(Article from Securities Law Alert, February 2022)
For more information, please visit the Securities Law Alert Resource Center
On December 10, 2021, the New York Supreme Court denied a proposed $300 million settlement in a closely watched shareholder derivative lawsuit alleging that the controlling shareholder defendants[1] defrauded the minority shareholders of a NYSE-listed Chinese company incorporated in the Cayman Islands. In re Renren Derivative Litig., 2021 WL 5873150 (N.Y. Sup. Ct. 2021) (Borrok, J.). Citing fairness concerns, the court held that the proposed settlement “cannot be approved as a settlement to a derivative action structured with direct payments to certain minority shareholders but excluding relevant injured minority shareholders.” Specifically, the court took issue with plaintiffs’ counsel’s argument that only his clients should be paid and not all of the minority shareholders who were harmed, pointing out that plaintiffs were certain of the minority shareholders that are entitled to payment.
The parties entered into the stipulation of settlement in October 2021. It was notable due to both its record-breaking size and for creating a rare direct cash payment to the minority shareholders totaling at least $300 million. The proposed settlement was subject to a “true up” process that could have increased the ultimate payment amount depending on the final determination of the number of shares and American Depositary Shares held by non-defendants.
In rejecting the proposed settlement, the court explained that having undertaken to make a claim on behalf of all minority shareholders, plaintiffs may not limit the rewards reaped by this action to themselves. The court observed that this would be “antithetical” to the concept of the derivative action. Citing Benedict v. Whitman Breed Abbott & Morgan, 910 N.Y.S.2d 474 (N.Y. App. Div. 2010), the court concluded that “the settlement as structured is not fair and reasonable to the effected shareholders and when taken as a whole is ‘so unfair on its face to preclude judicial approval[.]’”
By way of background, the defendant company became a major social media company in China after a prominent U.S. social media company was banned there. This development led to interest from Western investors and the company’s U.S. IPO, which raised over $777 million. The lawsuit arose when plaintiffs claimed that defendants misrepresented, in soliciting its IPO, how the company planned to use the IPO proceeds and by seeking personal financial benefits. Plaintiffs alleged that the company had invested its 2011 NYSE IPO proceeds towards a number of ventures and became a de facto venture capital fund. Plaintiffs further alleged that defendants defrauded the company and its minority shareholders out of over $500 million in company investment assets by spinning off the company’s assets into a private company in exchange for an undervalued cash dividend. Plaintiffs asserted derivative claims under Cayman law and New York law in connection with the spin-off.

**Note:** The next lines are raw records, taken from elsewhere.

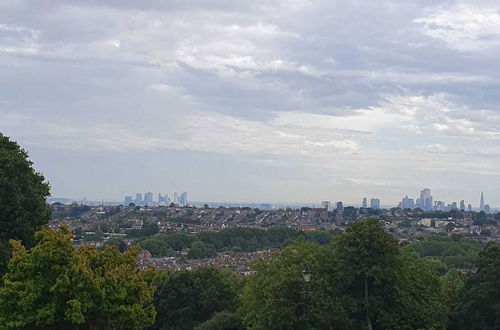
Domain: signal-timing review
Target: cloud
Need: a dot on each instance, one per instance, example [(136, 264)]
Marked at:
[(467, 27), (386, 96)]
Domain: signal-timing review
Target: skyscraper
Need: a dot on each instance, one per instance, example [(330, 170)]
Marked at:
[(407, 203), (138, 199), (128, 200), (375, 203), (184, 198), (425, 199), (148, 198)]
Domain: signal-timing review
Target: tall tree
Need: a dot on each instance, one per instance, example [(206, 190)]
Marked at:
[(54, 286), (23, 193), (277, 297), (478, 304), (185, 299), (368, 265)]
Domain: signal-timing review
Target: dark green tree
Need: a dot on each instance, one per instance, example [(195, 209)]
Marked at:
[(54, 286), (185, 299), (277, 297), (23, 193), (478, 304), (368, 265), (222, 321)]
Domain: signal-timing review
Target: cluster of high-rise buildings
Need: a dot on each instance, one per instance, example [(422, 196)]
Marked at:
[(374, 204), (162, 200), (426, 202)]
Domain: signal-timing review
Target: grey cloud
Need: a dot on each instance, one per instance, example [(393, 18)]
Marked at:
[(347, 89)]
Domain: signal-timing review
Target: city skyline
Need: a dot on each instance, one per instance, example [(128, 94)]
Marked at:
[(366, 202), (285, 101)]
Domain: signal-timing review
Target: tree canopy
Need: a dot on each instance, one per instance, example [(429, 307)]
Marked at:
[(186, 299), (23, 193), (53, 285)]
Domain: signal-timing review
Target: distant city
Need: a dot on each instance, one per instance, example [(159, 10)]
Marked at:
[(162, 200), (425, 201)]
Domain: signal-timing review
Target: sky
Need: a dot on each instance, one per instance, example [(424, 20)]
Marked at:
[(256, 101)]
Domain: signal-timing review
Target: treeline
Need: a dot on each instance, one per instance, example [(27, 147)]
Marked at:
[(362, 279), (237, 239), (454, 251)]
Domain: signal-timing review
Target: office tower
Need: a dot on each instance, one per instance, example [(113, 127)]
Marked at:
[(426, 199), (148, 198), (128, 200), (440, 206), (375, 203), (184, 198), (138, 199), (407, 203)]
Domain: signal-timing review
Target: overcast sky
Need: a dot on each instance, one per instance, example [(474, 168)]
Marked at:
[(256, 101)]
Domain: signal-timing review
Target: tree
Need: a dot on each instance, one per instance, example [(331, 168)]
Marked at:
[(478, 304), (277, 297), (185, 299), (222, 321), (54, 286), (367, 267), (23, 193)]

In May 2020, the New York Supreme Court denied defendants’ motions to dismiss and held that plaintiffs had standing to bring derivative claims under Cayman law under the “fraud on the minority” exception established in the seminal English case, Foss v. Harbottle (2 Hare 461 [1843]).[2] In re Renren Derivative Litig., 127 N.Y.S.3d 702 (N.Y. Sup. Ct. 2020). The court also held that it had personal jurisdiction over defendants based on their significant New York activities. In March 2021, the Appellate Division unanimously affirmed that there was proper personal jurisdiction and standing to pursue Cayman law derivative claims in New York against the company and its directors. In re Renren, 140 N.Y.S.3d 701 (N.Y. App. Div. 1st Dept. 2021). The parties reached the proposed settlement, now rejected, following the Appellate Division’s decision.
[1] The company’s CEO/board Chair, certain directors, controlling shareholders and the financial advisor for a special committee of the board. The complaint alleged that together defendants controlled a majority of the company’s stock.
[2] Shareholders do not have standing to pursue derivative litigation under Cayman law unless they can meet one of the four exceptions first articulated in Foss. To proceed, a shareholder must show that the conduct: (1) infringed on the shareholder’s personal rights; (2) would require a special majority to ratify; (3) qualifies as a fraud on the minority; or (4) consists of an ultra vires act.